La comunicazione col Fisco è da sempre un elemento fondamentale e imprescindibile: tale fattore è ora stato ancor più evidenziato da una sentenza della Corte di Cassazione (la 11548 dello scorso 19 maggio), la quale ha espressamente disposto che un socio che esce da una compagine aziendale è tenuto a pagare imposte, interessi e sanzioni nel caso non abbia comunicato all’Amministrazione Finanziaria la propria uscita dalla società. In questo caso, poi, a tale soggetto non è nemmeno consentito effettuare una rivalsa nei confronti della stessa azienda che lo ha inserito nella dichiarazione dei redditi anche dopo l’allontanamento. La sentenza della Cassazione si riferiva al caso di una richiesta di risarcimento proposta da un agente assicurativo verso un suo ex socio. Non è stato dunque possibile accettare la domanda di risarcimento del danno per l’erronea comunicazione dei dati fiscali: il Fisco ha precisato di non essere a conoscenza della cessazione dell’attività del soggetto, ed ha quindi ritenuto non fedele la dichiarazione di quest’ultimo, che aveva dichiarato un reddito nettamente inferiore. L’onere di comunicare all’Amministrazione la conclusione del rapporto di lavoro spettava solamente al socio, insieme all’impugnazione dell’erroneo accertamento del Fisco.
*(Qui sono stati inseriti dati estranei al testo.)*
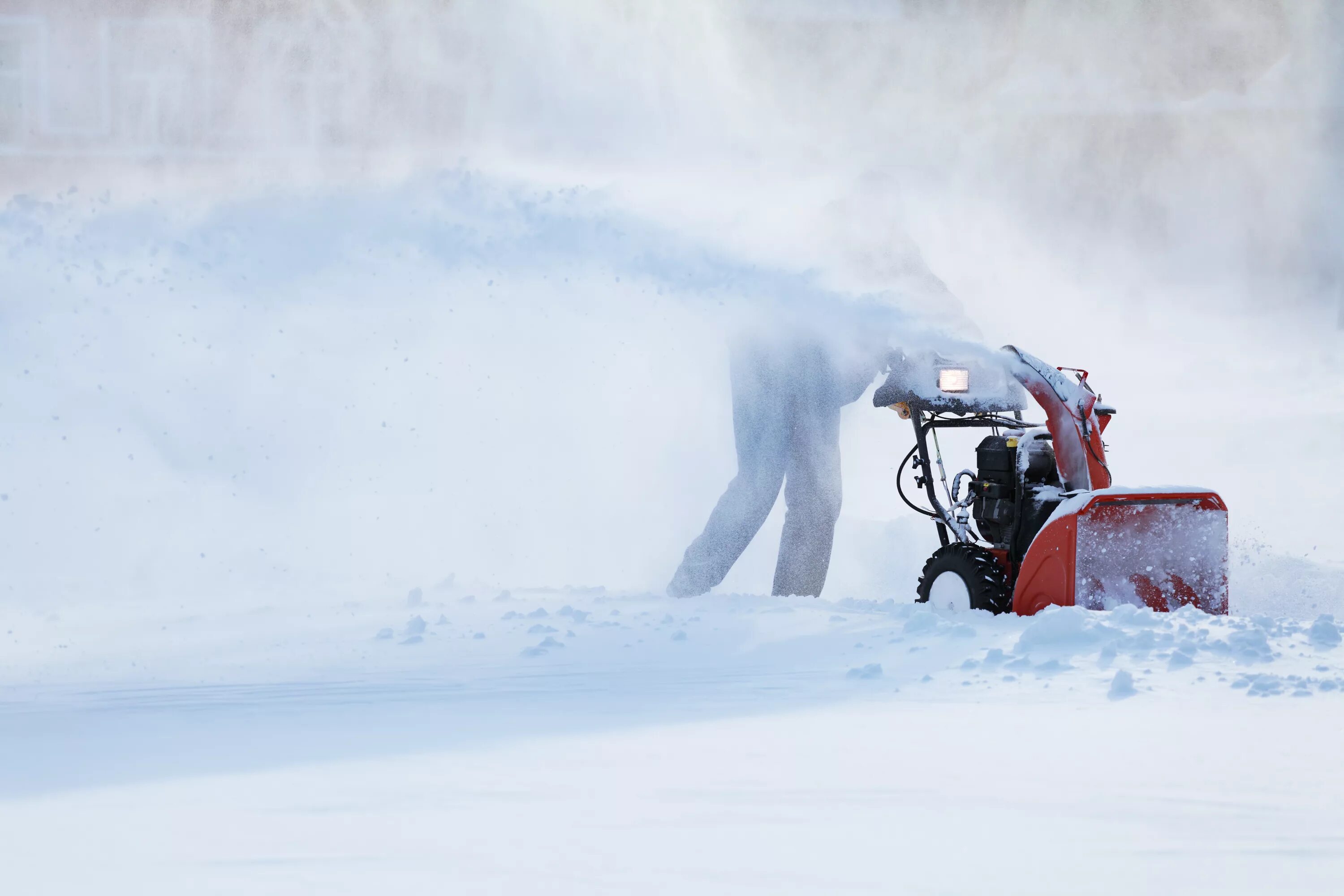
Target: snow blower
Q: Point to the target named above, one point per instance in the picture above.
(1050, 526)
La Corte ha ritenuto il ricorso infondato. Pur precisando che i redditi della società devono essere imputati in maniera esclusiva al contribuente che risulti socio nel momento in cui viene approvato il rendiconto, in proporzione ovviamente alla sua quota di partecipazione, e non anche al socio uscente, la Cassazione ha utilizzato quanto disposto nel Dpr 600 del 1973 (Accertamento delle imposte sui redditi): in base a tale legge, si può provvedere alla rettifica, nel caso in cui gli elementi della dichiarazione siano incompleti, falsi o inesatti.
Ma non esiste causalità tra comportamento dell’ex socio e accertamento del Fisco, visto l’onere sopracitato di comunicazione dello stesso contribuente (in tal senso, l’articolo 1227 del codice civile spiega proprio che “il risarcimento non è dovuto per i danni che il creditore avrebbe potuto evitare usando la normale diligenza”).